I still don’t know where the mob had been trying to send all those items, but I know who got them. I remember the names from the obituaries and I still say them to myself every day so I don’t forget. The gifts I left at Brittany Colton and Malik Destefeno’s houses both had explosives, the kind that triggered upon opening. Both families had been beside their trees when the bombs went off.
Besides the gift that burned off the face of Lukas Pellegrine (which turned out to be Daddy’s real name), one other gift had contained a jar of corrosive acid, which I had slid under the tree of Robert Malone. They had opened it without knowing what it was and the fumes had blinded young Robbie and some of the acid spilled, burning his hands badly. From what I read his parents suffered some major burns as well. They did not die but I say their names still.
The gift I left under the tree at little Stephanie Harper’s house had contained a large amount of heroin, which the girl had discovered when she woke up early to unwrap some presents on her own. Her parents found her and she was hospitalized immediately. Her condition stabilized but she will suffer brain damage the rest of her life.

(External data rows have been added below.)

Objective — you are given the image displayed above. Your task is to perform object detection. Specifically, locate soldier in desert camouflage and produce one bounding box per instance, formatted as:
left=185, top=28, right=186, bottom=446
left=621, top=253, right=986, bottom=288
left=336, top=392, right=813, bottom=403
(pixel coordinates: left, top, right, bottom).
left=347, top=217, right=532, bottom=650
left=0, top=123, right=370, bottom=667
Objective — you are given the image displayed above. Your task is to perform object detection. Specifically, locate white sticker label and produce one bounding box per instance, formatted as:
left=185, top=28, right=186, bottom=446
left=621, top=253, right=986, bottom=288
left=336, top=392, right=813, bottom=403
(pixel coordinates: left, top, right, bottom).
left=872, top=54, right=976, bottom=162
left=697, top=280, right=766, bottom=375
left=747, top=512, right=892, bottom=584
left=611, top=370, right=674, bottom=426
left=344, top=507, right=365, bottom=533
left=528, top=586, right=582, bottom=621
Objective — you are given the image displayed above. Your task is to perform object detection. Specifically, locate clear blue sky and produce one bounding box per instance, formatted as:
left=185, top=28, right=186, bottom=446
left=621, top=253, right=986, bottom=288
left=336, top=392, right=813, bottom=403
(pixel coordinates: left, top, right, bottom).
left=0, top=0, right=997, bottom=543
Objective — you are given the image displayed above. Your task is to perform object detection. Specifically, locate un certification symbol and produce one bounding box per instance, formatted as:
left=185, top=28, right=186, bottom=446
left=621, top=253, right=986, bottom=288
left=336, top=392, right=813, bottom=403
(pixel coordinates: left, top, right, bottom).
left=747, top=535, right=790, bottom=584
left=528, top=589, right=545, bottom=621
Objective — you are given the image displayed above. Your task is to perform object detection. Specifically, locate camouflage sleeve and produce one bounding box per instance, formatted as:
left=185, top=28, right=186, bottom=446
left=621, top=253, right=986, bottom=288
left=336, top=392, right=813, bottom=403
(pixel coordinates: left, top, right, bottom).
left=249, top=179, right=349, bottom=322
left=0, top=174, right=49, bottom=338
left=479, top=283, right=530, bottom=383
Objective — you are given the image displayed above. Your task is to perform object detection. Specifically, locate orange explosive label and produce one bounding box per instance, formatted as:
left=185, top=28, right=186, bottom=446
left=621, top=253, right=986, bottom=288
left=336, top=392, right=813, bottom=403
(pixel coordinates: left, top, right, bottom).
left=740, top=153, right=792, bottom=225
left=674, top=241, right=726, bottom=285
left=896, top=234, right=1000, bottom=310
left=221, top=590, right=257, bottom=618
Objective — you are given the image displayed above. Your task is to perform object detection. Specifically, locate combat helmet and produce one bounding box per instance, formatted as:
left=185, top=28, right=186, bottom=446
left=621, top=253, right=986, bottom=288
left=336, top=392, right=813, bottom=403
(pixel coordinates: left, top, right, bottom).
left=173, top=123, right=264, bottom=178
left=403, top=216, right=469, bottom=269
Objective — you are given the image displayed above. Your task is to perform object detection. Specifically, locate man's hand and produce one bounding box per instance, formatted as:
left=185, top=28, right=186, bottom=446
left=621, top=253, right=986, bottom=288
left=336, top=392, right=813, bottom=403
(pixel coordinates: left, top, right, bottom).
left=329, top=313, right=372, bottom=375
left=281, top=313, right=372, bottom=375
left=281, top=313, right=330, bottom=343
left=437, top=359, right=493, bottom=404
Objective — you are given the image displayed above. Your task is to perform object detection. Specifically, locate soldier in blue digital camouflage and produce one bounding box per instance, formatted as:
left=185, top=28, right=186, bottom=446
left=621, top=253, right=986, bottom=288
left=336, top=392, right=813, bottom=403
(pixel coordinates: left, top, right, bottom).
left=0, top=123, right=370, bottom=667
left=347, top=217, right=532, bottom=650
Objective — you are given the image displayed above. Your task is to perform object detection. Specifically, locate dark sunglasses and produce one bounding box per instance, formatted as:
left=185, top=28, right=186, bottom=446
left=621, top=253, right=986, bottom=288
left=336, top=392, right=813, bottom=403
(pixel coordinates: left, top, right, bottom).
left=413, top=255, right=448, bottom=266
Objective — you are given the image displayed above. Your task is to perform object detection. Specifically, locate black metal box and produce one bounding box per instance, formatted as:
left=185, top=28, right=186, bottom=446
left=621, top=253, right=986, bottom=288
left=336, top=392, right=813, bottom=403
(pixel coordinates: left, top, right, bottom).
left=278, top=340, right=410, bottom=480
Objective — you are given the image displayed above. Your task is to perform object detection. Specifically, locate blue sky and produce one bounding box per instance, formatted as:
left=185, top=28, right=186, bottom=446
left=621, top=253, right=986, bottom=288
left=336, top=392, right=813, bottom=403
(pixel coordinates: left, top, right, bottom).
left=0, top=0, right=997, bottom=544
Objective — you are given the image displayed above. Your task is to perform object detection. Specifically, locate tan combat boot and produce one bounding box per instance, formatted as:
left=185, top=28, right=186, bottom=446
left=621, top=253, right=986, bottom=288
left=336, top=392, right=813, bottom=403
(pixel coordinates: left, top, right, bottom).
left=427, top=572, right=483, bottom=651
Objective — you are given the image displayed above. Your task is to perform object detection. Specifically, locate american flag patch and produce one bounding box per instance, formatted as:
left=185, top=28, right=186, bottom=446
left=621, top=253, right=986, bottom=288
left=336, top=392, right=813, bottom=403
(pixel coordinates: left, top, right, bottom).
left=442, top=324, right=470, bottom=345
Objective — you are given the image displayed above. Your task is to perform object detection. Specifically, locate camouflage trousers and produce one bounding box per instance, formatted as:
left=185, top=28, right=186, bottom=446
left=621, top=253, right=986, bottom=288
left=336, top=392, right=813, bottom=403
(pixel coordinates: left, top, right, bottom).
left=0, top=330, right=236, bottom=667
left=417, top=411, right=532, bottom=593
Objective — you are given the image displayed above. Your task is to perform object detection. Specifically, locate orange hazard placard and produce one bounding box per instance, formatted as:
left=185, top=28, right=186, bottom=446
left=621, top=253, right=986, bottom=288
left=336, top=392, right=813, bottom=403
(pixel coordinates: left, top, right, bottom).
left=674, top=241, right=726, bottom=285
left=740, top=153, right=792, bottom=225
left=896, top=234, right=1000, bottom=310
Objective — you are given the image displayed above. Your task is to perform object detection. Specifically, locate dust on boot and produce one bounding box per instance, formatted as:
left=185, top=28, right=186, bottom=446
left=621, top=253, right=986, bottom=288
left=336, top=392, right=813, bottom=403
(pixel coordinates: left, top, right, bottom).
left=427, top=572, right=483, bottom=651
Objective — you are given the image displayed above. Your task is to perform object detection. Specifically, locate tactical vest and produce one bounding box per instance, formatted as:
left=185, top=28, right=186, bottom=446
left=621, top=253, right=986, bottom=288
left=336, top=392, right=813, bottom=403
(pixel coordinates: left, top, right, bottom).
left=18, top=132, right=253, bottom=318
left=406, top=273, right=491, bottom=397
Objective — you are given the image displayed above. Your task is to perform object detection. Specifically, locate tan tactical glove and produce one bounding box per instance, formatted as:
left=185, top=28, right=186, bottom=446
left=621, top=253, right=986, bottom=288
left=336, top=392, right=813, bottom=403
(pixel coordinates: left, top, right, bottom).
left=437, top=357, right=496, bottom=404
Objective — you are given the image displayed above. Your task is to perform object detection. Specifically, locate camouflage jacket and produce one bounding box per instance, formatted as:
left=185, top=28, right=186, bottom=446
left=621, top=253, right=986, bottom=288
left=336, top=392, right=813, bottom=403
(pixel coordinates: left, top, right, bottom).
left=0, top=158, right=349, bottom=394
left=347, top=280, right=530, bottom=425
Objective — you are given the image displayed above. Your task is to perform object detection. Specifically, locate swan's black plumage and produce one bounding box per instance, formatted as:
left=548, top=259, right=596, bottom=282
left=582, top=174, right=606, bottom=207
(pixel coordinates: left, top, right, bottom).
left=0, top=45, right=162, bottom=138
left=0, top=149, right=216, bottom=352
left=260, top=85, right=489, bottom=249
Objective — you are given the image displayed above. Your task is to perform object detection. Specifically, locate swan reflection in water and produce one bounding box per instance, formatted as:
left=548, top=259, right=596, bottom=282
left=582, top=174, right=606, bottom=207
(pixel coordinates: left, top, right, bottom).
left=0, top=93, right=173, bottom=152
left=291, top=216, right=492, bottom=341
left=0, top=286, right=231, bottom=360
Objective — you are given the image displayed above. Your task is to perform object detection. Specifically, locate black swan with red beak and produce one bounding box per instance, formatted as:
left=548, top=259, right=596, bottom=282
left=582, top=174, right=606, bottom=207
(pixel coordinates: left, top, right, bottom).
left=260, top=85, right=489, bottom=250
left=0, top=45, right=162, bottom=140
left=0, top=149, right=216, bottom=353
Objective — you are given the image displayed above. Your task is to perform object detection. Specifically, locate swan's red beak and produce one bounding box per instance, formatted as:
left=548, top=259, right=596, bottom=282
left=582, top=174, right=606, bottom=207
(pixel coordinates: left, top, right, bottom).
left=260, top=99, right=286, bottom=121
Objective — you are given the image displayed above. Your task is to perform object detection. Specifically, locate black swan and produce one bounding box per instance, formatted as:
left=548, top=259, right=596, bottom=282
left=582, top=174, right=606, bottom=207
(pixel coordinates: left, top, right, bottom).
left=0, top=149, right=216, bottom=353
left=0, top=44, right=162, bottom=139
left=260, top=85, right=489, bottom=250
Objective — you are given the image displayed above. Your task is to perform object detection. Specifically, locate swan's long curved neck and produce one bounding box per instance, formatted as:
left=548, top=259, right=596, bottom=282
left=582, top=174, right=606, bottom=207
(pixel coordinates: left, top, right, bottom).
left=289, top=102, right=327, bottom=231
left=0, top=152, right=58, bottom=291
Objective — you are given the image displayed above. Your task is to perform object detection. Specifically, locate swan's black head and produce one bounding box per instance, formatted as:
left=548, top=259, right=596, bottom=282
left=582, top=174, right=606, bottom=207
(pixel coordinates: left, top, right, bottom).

Many of the other packages contained hand guns, ammunition and various weapons, which surprisingly did not result in any accidents. The news alerted all parents to beware of any presents they did not recognize on Christmas day labeled “From Santa”. The orderly who brings me my meals calls me Nick, as in Saint Nick. He doesn’t mean it to make fun either, it’s just what he likes to call me. The press continued calling me the Secret Santa Killer and the name stuck. Ten years gone by and the name still sticks and I’m looked at as a monster even though all I wanted to do was spread happiness and I never killed anyone on purpose. Those things don’t sell papers though, and certainly don’t interest the average tragedy addicted citizen, sucking the vile teat of the nightly news.
Sitting here all this time I’ve thought a lot about Christmas and how everything in my life seemed to steer me straight towards that overturned truck on that snowy Christmas eve. Every step I took my whole life was just slowly leading me to that one singular point. I can’t explain the will of the Christmas Spirit. I can’t explain why for every spoiled brat who gets a pony for Christmas, there’s another more deserving child who wakes up with a body full of Cancer. I can’t explain these things, but still I believe in Christmas, and still I believe in Santa Claus. He’s real, and if you don’t believe me just check the name on the outside of my cell. Every year still, parents around here check under their tree, fearful of any unfamiliar gifts from me.
I’ve sat here for what must be hundreds of thousands of hours contemplating how impossible it is sometimes to tell the naughty from the nice. After so much time I suspect it’s even difficult for me to distinguish. I also think about how there’s a whole city of children out there who now believe Santa Claus is real. Know he is real, and fear him. Now I just sit here, waiting for another miracle, and for a Christmas to come where I can return to them.